Order of verb affixes

Koontz John E John.Koontz at colorado.edu
Fri Nov 12 19:11:24 UTC 2004


On Fri, 12 Nov 2004, Rankin, Robert L wrote:
> I notice in John's recap of the Comparative Dict. entry, that we
> recorded uuhaN in IO.

The form was from a source coded RR (Bob) and actually written u<raised
dot>h<a hook>.

> I wonder if this isn't a reflex of the *wo- prefix Ardis was discussing.
> It would come out [u-] or possibly [uu] in Omaha, of course and would
> ultimately be from *wa+o-.

I wondered about this issue myself.  Of course, I don't know how *wo- (I
guess *woo'-, really) comes out in IO.  I'm confident that it comes out
*oo'- in Dhegiha.  Winnebago has woo-, but I wonder if it doesn't also
have hoo- and if the woo- forms aren't secondary, with w restored.

> Would there be a phonological difference between reflexes of *o- and
> *wo- in Omaha? Other than probably initial syllable accent, that is?

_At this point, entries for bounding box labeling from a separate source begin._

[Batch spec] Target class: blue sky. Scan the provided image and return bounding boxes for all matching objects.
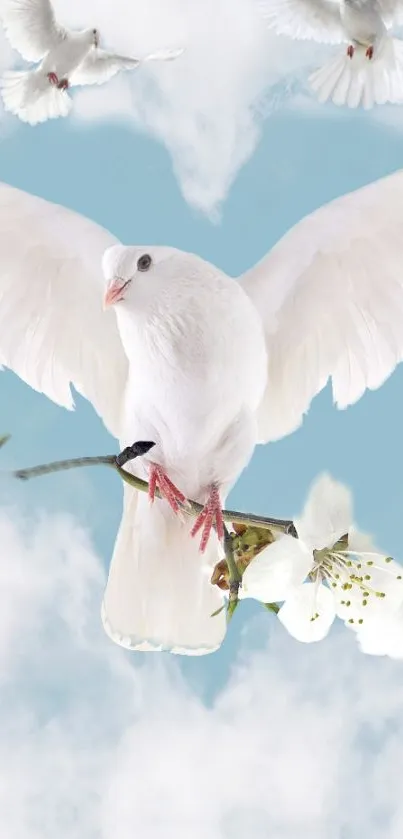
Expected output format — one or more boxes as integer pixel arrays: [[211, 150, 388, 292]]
[[0, 0, 403, 839]]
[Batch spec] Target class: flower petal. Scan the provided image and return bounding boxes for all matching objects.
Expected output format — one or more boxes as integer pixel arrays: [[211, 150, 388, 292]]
[[295, 474, 352, 550], [278, 583, 336, 644], [241, 536, 313, 603]]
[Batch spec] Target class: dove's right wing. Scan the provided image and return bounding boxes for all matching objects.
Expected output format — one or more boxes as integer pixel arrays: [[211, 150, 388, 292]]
[[0, 184, 128, 437], [70, 47, 184, 85], [258, 0, 346, 44], [242, 171, 403, 442], [0, 0, 66, 61]]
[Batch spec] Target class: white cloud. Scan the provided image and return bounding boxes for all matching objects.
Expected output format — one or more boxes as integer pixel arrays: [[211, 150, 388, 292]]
[[0, 502, 403, 839], [1, 0, 320, 214]]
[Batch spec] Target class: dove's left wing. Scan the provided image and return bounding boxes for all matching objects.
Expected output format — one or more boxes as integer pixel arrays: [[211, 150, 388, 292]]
[[257, 0, 346, 44], [70, 47, 140, 85], [0, 184, 128, 437], [0, 0, 66, 61], [241, 171, 403, 442], [70, 47, 183, 85]]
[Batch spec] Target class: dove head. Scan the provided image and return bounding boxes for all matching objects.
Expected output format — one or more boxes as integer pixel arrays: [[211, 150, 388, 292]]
[[102, 245, 197, 310], [82, 29, 99, 47]]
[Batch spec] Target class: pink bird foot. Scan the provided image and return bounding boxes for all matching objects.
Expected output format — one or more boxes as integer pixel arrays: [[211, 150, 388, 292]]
[[190, 486, 224, 553], [148, 463, 187, 513]]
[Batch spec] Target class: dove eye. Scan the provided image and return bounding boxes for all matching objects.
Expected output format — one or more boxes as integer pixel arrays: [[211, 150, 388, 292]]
[[137, 253, 152, 271]]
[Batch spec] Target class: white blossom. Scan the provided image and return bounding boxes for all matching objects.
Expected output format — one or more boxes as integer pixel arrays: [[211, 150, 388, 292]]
[[242, 475, 403, 649]]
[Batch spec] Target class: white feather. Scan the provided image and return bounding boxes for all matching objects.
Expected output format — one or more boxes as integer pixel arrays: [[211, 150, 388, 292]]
[[102, 486, 226, 655], [242, 172, 403, 441], [257, 0, 345, 44], [0, 0, 66, 61], [309, 37, 403, 110], [70, 48, 183, 86], [0, 70, 73, 125]]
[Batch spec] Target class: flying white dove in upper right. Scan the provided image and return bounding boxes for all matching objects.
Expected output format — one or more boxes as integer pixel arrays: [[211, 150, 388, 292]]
[[0, 0, 184, 125], [258, 0, 403, 109]]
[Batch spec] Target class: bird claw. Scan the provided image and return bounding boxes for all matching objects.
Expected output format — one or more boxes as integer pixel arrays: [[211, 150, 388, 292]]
[[148, 463, 187, 513], [190, 486, 224, 553]]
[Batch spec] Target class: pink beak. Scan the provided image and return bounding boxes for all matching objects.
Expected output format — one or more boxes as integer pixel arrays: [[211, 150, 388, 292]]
[[104, 280, 128, 309]]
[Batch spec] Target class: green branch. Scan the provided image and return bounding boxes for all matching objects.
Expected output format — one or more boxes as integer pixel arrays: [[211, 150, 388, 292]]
[[4, 435, 297, 620]]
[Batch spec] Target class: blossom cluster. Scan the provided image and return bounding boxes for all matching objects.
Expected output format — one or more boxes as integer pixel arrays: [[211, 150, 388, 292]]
[[240, 475, 403, 658]]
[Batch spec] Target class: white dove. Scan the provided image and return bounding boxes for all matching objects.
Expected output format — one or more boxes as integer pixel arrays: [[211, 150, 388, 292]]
[[0, 0, 183, 125], [258, 0, 403, 109], [0, 171, 403, 654]]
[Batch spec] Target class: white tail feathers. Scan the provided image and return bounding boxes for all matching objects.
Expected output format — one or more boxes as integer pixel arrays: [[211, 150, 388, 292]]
[[102, 486, 226, 655], [309, 36, 403, 110], [0, 70, 73, 125]]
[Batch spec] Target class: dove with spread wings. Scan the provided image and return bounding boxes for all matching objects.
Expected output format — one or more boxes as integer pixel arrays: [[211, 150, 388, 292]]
[[258, 0, 403, 109], [0, 0, 183, 125], [0, 171, 403, 654]]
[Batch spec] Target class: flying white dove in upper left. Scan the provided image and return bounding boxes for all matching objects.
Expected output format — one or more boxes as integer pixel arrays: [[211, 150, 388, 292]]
[[0, 0, 183, 125]]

There aren't any reflexes of *wo(o)- in Omaha-Ponca other than u(u)'- as
far as I know.  That is, there are no instances of wo- or wu-.  It is
true, as Ardis and I have pointed out, that some u- (*o-) verbs have wa in
the third person plural.  All nominalizations have u(u)'- with initial
stress.  The parallelism of these forms with the wa(a)'- and we(e)'-
nominalizations is the bulk of the evidence for PMV *woo- > PDH *oo- > OP
u(u)'-.  The rest of it is the alternation between accentuation and
non-accentuation of u in certain paradigms.  Note that paradigms that have
u'- in the third plural also have aN'gu- in the inclusive, i.e., wa-u-
appears as u'- and wa-aNg-u- appears as aN'gu-.  So I assume *wa-uN(k)-
develops in parallel with *wa-o-.

In essence, Omaha-Ponca speakers use a rule whereby accent shifting is an
allomorph of wa- with the u-locative forms.  Since wa- causes accent
shifting in other locative paradigms where it isn't lost, this is not so
weird as it seems.  Of course, I don't claim that speakers are necessarily
aware of this in conscious way.  They just know how to manipulate the
patterns.  Since some verbs do have a "secondary" or innovated wa-,
inserted after the u-, I would guess that the wa-u- > u'- pattern is
actually is not perfectly transparent.

> 'Pepper' is a noun and it seems to me ought to have had the initial
> *wa-.

That's true, though I don't think that all nominalizations have wa- and so
I'm not sure that wa- is a marker of nominalization per se.  I think,
however, that this is the kind of nominalization that would be expected to
have wa-, one in which a non-agent is the head.  Notice also that the IO
forms include the possibility of a wa-, as well as of an independent
"oblique of means" reference.  The structure is something like 'that/the
herb with which one cooks things'.

We haven't said so yet, but I assume all of us are taking the position
that these two forms, OP and IO, are more or less exactly parallel in
construction because speakers have calqued one from the other (or both
from a third form in another language).  The forms are then cognate in
their constituents because the two languages are so close, or because of
that plus some informal recognition of the equivalence or similarity of
morphemes.  This latter factor would apply if one was calqued from the
other and the resulting construction were not quite idiomatic in the
target languages.  Foe example, in English you can say for effect things
like "wrath incarnate" using what I take to be a French order of
constituents.  (At this point there doesn't need to be a French model for
the construction, of course.)  I don't think there's any evidence of
non-idiomaticity in 'pepper' of course.

I suppose one could also argue that the terms for 'pepper' in question
were existing, inherited, forms for 'flavoring agent' which have been
specialized or reassigned to refer to pepper.